__ Summary and Contributions__: The notion of task similarity is of crucial importance in machine learning. It is important in case of domain adaptation, transfer learning, and in those settings where it may be beneficial to pass information across tasks. The goal of the paper is to define a notion of distance between datasets that is model agnostic, does not involve training and has theoretical justification. The distance proposed relies on hierachical optimal transport and does not need any notion of distance between pairs of *labels*.
Experiments are shown to empirical evaluate the distance and prove that it correlates well with transfer learning across various datasets and settings. The contributions of the work can be summarized as follows:
- the work introduces two similar notions of distances between datasets d_{OT-\cal{N}} and d_{OT}, based on different model assumptions;
- it provides algorithms to scale up computation of this distance for large datasets;
- it provides empirical evidence that the distance is informative on whether transfer learning across domains is successful.

__ Strengths__: The paper is overall clear and easy to read. The topic is definitely interesting and relevant to machine learning community.
The definitions of d_{OT} and its variant d_{OT-N} are independent of any notion of similarity between labels, which makes the proposed notion of distance quite general.
The experiments range across a few applications, providing a good empirical evaluation of the method.
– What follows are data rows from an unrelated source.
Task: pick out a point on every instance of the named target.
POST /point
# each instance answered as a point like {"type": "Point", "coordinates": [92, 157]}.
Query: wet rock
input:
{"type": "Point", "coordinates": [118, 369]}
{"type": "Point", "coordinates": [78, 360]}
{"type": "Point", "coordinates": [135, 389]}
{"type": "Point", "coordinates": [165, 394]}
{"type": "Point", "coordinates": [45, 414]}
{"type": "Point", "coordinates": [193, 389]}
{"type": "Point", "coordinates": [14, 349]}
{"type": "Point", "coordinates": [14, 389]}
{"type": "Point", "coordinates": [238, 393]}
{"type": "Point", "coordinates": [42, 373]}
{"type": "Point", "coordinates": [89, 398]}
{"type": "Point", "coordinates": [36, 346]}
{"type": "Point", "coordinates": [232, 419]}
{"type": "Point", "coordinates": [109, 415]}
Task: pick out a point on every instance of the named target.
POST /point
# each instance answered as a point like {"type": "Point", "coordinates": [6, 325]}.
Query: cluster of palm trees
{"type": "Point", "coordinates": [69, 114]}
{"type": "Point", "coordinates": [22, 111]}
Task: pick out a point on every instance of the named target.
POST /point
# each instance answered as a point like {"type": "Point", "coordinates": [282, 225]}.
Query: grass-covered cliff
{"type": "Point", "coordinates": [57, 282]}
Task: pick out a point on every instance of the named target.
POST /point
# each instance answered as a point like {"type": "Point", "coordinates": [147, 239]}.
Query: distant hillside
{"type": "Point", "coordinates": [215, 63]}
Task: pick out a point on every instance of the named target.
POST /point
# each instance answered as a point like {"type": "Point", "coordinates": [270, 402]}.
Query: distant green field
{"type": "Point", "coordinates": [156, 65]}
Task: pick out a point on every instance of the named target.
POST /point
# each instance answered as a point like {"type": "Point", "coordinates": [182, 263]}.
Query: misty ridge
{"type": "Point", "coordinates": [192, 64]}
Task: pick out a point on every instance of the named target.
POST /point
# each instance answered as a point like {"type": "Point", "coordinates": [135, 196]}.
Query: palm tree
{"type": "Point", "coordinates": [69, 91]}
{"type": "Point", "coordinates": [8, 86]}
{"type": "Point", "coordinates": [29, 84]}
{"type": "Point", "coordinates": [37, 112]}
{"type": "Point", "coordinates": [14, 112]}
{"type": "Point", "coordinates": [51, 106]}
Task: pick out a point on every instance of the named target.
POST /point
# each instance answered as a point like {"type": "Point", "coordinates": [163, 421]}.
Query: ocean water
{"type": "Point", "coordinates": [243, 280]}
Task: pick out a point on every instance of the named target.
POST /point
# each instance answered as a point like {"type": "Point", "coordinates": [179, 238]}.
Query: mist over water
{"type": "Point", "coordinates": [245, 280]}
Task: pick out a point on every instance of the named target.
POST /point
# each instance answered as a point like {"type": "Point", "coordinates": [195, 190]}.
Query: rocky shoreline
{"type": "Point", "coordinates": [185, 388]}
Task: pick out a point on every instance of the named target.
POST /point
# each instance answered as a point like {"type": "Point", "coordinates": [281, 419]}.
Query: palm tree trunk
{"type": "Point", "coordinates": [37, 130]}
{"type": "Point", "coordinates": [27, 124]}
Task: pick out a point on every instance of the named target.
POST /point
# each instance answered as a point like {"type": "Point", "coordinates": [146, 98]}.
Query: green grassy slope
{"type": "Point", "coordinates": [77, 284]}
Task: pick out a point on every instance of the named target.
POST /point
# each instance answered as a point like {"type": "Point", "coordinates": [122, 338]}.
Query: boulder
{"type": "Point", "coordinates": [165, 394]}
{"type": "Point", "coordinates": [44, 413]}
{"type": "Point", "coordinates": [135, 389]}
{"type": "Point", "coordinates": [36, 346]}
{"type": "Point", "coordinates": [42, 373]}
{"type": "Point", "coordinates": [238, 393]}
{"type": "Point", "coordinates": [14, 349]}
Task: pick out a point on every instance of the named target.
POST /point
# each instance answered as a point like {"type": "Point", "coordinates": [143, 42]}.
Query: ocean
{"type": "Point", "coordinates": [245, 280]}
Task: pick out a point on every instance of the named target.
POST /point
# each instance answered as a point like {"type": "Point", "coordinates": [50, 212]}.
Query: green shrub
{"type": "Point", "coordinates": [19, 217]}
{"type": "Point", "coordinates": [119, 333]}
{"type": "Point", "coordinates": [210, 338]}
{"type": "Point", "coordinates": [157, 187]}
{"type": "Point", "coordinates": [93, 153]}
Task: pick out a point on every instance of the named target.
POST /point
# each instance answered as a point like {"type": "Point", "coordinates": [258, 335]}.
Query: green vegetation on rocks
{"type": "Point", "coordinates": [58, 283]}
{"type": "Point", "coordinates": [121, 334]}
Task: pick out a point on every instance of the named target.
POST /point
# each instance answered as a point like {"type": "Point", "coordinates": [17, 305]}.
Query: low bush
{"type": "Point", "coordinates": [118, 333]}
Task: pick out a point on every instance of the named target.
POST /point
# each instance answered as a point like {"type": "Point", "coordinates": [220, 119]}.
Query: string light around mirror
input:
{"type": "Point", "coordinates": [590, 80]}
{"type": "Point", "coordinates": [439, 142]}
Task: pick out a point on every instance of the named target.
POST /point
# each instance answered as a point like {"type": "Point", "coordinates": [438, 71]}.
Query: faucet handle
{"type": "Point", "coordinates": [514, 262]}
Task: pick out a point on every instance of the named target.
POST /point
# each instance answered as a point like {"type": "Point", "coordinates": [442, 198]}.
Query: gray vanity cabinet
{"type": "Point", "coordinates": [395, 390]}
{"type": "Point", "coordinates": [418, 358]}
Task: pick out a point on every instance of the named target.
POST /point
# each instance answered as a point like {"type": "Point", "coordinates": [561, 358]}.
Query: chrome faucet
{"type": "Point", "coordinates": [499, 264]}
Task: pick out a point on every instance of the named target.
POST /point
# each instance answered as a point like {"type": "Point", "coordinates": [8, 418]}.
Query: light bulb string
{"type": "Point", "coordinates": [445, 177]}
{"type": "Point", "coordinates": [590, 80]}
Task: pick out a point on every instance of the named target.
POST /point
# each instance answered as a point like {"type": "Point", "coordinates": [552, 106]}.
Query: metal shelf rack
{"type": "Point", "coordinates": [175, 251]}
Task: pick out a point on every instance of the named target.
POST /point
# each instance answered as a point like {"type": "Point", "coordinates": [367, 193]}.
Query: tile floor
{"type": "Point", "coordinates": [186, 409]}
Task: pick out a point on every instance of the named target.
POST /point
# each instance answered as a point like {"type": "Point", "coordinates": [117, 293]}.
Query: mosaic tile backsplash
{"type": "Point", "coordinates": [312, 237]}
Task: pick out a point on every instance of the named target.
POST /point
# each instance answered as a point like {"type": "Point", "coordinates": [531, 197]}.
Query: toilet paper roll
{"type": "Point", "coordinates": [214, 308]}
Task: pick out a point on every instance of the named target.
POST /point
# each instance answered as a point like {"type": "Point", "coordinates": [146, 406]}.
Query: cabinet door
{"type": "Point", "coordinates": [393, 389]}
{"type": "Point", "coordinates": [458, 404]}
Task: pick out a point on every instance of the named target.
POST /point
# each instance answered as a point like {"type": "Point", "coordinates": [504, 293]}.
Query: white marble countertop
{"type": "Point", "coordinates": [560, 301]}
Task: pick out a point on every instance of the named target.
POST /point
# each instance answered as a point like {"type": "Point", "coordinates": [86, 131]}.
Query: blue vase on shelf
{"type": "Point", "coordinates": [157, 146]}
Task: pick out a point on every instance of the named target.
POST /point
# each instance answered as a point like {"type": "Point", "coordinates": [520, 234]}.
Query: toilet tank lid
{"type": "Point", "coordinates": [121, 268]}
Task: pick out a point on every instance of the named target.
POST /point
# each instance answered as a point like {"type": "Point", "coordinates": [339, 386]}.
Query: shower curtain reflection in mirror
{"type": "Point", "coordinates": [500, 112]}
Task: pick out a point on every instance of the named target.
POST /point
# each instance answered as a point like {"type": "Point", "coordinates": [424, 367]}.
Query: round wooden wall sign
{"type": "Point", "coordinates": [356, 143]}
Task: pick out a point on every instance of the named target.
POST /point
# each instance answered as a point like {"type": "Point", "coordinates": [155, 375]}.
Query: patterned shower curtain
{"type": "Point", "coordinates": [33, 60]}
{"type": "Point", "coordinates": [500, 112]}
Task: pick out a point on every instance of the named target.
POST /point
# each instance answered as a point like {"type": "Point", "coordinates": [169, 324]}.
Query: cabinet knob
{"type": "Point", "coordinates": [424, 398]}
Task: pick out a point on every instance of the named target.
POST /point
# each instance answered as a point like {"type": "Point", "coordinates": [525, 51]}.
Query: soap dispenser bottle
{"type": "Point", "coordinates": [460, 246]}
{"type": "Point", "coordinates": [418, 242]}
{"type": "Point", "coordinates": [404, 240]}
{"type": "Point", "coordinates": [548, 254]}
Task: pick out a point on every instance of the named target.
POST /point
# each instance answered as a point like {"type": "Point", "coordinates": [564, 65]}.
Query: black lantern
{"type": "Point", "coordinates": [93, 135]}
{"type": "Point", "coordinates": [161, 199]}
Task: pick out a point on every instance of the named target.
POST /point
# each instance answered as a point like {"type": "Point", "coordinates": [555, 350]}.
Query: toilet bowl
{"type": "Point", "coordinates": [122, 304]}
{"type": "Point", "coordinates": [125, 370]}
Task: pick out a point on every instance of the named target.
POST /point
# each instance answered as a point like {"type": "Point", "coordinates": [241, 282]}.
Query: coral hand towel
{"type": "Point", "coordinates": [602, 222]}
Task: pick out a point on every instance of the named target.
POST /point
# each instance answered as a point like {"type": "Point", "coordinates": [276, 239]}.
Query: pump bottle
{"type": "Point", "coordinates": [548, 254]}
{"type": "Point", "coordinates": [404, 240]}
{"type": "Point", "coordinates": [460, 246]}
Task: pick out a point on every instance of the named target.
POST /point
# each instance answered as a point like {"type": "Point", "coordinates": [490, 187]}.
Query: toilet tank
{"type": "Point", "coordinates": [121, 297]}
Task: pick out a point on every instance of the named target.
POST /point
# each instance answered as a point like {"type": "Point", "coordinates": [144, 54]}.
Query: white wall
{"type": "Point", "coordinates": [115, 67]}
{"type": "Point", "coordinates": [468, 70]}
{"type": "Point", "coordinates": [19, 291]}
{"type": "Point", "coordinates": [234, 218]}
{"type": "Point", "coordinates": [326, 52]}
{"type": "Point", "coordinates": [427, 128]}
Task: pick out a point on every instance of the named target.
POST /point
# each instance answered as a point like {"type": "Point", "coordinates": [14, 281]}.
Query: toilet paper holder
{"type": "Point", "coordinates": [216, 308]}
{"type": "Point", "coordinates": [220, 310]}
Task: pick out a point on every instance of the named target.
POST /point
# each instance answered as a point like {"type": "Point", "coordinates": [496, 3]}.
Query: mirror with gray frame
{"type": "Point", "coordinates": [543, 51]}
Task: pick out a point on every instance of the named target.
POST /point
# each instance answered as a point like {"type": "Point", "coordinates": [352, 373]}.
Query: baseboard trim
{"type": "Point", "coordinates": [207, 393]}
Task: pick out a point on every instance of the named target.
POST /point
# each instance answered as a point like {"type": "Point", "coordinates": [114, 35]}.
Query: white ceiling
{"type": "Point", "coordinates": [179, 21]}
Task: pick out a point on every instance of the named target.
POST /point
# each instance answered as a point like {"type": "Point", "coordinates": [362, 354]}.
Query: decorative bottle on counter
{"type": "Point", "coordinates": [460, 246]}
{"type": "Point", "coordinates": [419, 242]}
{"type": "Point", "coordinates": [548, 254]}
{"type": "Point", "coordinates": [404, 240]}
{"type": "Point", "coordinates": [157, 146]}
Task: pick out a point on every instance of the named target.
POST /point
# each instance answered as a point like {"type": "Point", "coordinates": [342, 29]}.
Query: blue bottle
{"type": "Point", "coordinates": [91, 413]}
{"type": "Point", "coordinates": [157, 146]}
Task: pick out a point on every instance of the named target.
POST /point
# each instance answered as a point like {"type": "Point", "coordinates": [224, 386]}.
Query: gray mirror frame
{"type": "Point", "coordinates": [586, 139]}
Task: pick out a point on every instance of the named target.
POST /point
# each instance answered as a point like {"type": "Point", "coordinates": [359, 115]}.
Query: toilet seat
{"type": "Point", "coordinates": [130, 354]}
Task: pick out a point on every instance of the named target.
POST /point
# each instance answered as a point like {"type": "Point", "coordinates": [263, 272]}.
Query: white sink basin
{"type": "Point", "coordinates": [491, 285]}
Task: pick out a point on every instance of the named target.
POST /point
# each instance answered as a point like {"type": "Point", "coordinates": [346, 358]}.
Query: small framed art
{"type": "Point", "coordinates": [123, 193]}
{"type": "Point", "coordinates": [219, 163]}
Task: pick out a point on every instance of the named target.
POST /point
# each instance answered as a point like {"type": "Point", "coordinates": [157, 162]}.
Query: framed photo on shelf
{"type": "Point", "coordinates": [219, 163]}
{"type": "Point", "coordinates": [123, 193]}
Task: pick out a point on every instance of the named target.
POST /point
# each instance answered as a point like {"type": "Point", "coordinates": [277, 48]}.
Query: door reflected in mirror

__ Weaknesses__: - Regarding the definition of the distance: while I appreciate that this definition allows to deal with general settings, it is not very clear to me how informative the conditional distribution on the labels is. Besides providing some empirical evidence, some in-depth analysis of why it is theoretically principled even in specific settings would be good.
- Since transfer learning seems to be a very important and direct application of the distance, having a theoretical evidence / treatment of how the distance is related to the performance would improve the conveyed message.

__ Correctness__: To the best of my knowledge I find the claims and methodology correct.

__ Clarity__: Overall the paper is clear and well written.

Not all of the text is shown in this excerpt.